È questo l'incipit de "Il pastrano dell'oblio", la prima delle quattro storie che compongono Perramus, opera seminale del fumetto argentino scritta da Juan Sasturain e disegnata da Alberto Breccia, ristampata finalmente in versione integrale e in un volume poderoso e prestigioso da 001 Edizioni.

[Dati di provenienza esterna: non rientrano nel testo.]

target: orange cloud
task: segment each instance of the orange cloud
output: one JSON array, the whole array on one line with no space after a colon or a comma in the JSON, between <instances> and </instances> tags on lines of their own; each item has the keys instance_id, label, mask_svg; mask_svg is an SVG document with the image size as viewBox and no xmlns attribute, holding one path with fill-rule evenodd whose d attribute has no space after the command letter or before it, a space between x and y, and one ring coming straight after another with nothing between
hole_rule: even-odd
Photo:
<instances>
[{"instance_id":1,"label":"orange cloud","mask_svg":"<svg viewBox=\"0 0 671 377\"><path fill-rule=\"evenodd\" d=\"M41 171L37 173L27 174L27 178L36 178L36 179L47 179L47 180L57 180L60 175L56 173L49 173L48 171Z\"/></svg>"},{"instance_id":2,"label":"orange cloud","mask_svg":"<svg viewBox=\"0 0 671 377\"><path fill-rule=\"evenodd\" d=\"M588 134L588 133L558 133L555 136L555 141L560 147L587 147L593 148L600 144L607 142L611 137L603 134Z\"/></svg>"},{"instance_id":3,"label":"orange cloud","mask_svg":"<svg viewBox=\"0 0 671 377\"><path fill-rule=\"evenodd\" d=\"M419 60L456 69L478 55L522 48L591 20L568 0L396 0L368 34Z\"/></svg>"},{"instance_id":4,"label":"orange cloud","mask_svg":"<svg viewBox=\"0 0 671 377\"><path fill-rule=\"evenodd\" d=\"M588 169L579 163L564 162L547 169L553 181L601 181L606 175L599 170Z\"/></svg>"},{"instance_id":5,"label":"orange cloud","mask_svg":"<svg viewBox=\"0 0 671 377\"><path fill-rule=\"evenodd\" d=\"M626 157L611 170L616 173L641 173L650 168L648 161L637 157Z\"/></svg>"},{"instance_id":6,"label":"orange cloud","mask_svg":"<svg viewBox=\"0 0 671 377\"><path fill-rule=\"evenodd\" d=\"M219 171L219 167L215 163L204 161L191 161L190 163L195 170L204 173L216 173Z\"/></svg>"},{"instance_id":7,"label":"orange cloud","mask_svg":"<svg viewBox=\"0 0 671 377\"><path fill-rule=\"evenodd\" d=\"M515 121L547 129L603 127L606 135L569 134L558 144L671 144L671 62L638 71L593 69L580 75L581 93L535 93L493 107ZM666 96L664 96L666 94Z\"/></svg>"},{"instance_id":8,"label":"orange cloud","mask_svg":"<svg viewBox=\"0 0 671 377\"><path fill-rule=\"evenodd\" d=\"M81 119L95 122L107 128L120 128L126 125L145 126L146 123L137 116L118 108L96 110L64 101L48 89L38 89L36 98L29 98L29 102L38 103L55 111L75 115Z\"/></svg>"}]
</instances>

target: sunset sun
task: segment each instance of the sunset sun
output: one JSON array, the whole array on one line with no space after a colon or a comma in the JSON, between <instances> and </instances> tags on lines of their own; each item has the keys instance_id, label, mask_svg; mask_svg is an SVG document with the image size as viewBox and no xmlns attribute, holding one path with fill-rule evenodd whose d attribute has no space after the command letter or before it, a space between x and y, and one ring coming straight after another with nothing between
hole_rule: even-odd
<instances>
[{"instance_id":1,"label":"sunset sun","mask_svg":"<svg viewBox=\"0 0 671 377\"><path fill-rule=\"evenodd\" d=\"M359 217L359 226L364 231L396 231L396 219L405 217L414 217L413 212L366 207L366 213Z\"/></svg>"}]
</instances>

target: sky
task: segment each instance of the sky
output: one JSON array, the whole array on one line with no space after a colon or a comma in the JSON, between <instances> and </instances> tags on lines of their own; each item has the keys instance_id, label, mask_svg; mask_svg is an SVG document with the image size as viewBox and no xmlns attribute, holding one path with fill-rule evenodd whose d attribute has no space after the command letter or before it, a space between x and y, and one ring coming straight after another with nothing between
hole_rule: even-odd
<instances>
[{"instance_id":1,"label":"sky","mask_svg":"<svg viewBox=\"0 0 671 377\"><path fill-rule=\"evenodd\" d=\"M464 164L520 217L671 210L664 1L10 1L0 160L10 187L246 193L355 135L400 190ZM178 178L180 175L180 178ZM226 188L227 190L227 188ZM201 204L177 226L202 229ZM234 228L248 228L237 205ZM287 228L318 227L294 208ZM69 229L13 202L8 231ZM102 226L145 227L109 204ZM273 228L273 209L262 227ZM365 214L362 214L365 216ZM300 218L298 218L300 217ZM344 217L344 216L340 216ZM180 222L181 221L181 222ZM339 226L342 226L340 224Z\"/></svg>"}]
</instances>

Perramus è un anti-eroe che tenta di rimediare ad un suo peccato originale; per questo, per i suoi dubbi e le sue umanissime paure, forse ci si affeziona presto a lui: da complice diventerà protagonista di un'avventura “per aria, per mare e per terra”, una storia di opposizione e resistenza al regime dei Marescialli (chiaro riferimento alla dittatura argentina) rappresentato da militari dal volto di teschio. I suoi comprimari saranno il forzuto e pragmatico Canelones, operaio uruguaiano che incontra all'inizio dell'avventura; il Nemico, leale e malinconico pilota diventato suo malgrado strumento di propaganda per il regime; infine, lo scrittore J.L. Borges, che fungerà da guida e catalizzatore di progressive consapevolezze. Se il canone narrativo è quello dell'avventura classica, il percorso che si delinea pagina dopo pagina ne smonta però i tradizionali cliché; scritta quando la giunta militare argentina era, seppur morente, ancora in essere (1982), tutta questa prima parte è pervasa da un profondo senso di inquietudine: i personaggi sono trasportati loro malgrado dentro la storia, in un gioco complesso di sovrapposizioni fra verità e finzioni, fra ricerca di senso e enigmi da risolvere. La storia si chiude, paradossalmente, non chiudendosi affatto, ma anzi, facendo leva sul concetto di desiderio e di ritrovamento dopo uno smarrimento, apre le porte all'avventura successiva e in un certo senso alla vita.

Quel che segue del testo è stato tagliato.